The elephant in the room, of course, is the cost of care. This is a minefield and I’m not qualified to go into much detail here. All I will add is that, at the moment, in England, if you have savings of more than £23,250 or own your own property, you are responsible for your own care – self-funding. This is set to change in October 2023, but hasn’t been ratified by the House of Lords yet, as far as I’m aware. According to the new plans, the cost of social care, for both new entrants to the care system and existing patients, will be capped at £86,000, but this won’t include daily living costs in care homes.
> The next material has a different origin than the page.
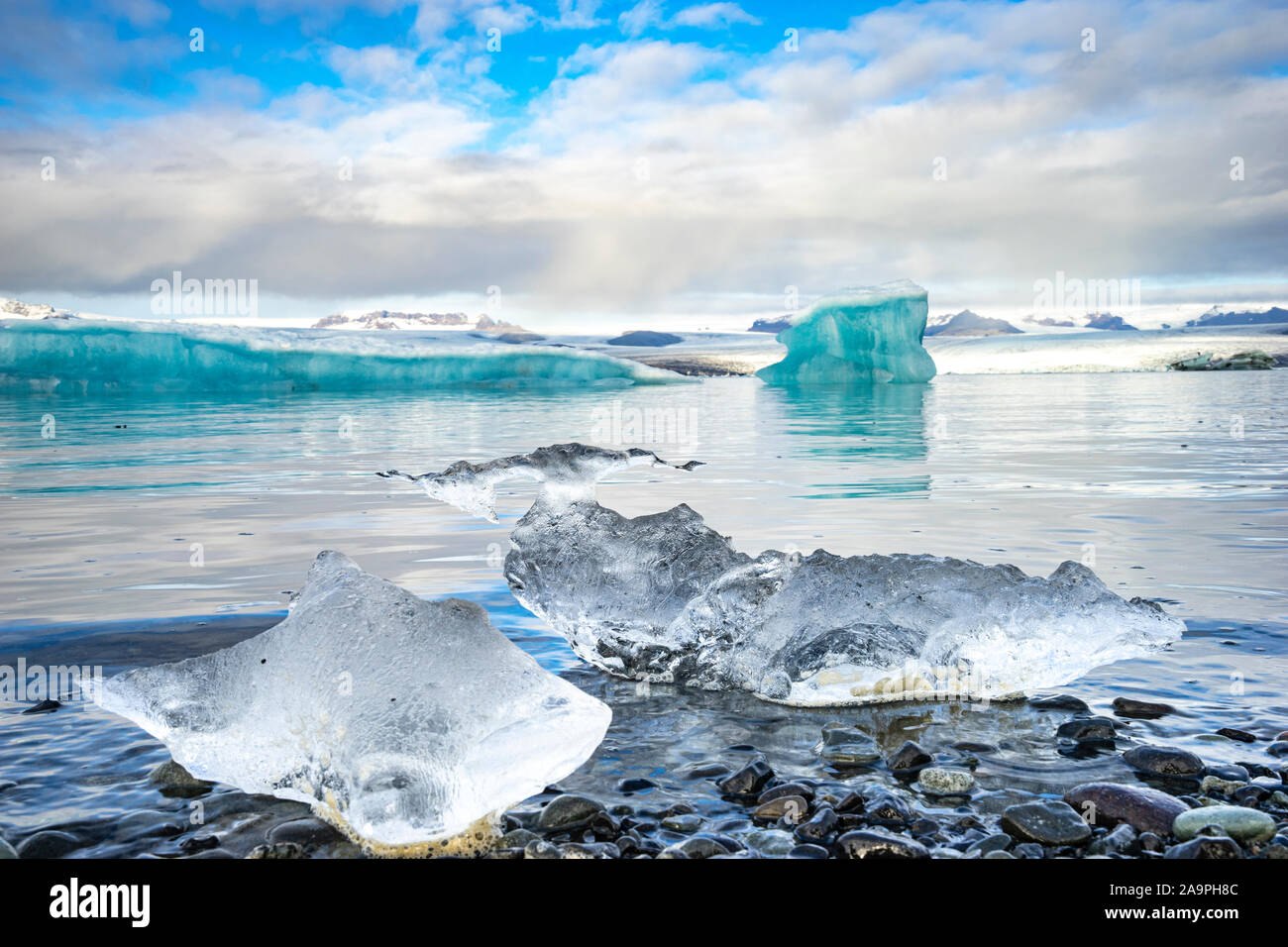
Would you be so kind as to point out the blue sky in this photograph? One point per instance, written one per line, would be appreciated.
(640, 159)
At anything from £700 to well over £1,500 a week, care home fees amount to a considerable sum of money, an added concern for anyone in this situation. Even care in your own home doesn’t come cheap and the same qualifying rules apply.

As I’ve suggested in my previous post, caring is never easy – and when you factor in all the admin and legal aspects as well, it can be positively all-consuming. One step at a time is all you can hope to achieve – and keep ticking off those boxes. I feel I’m finally getting somewhere, many months down the road. We’ve decided to let out my father’s house for the time being, so that’s been another adventure, but, fingers crossed, it’s all going ahead very soon. I can feel a well-earned holiday coming on before too long…

Do add any other useful tips in the comments – I know I’ve barely scratched the surface, but I do hope my tale of woe will be useful to someone at some point.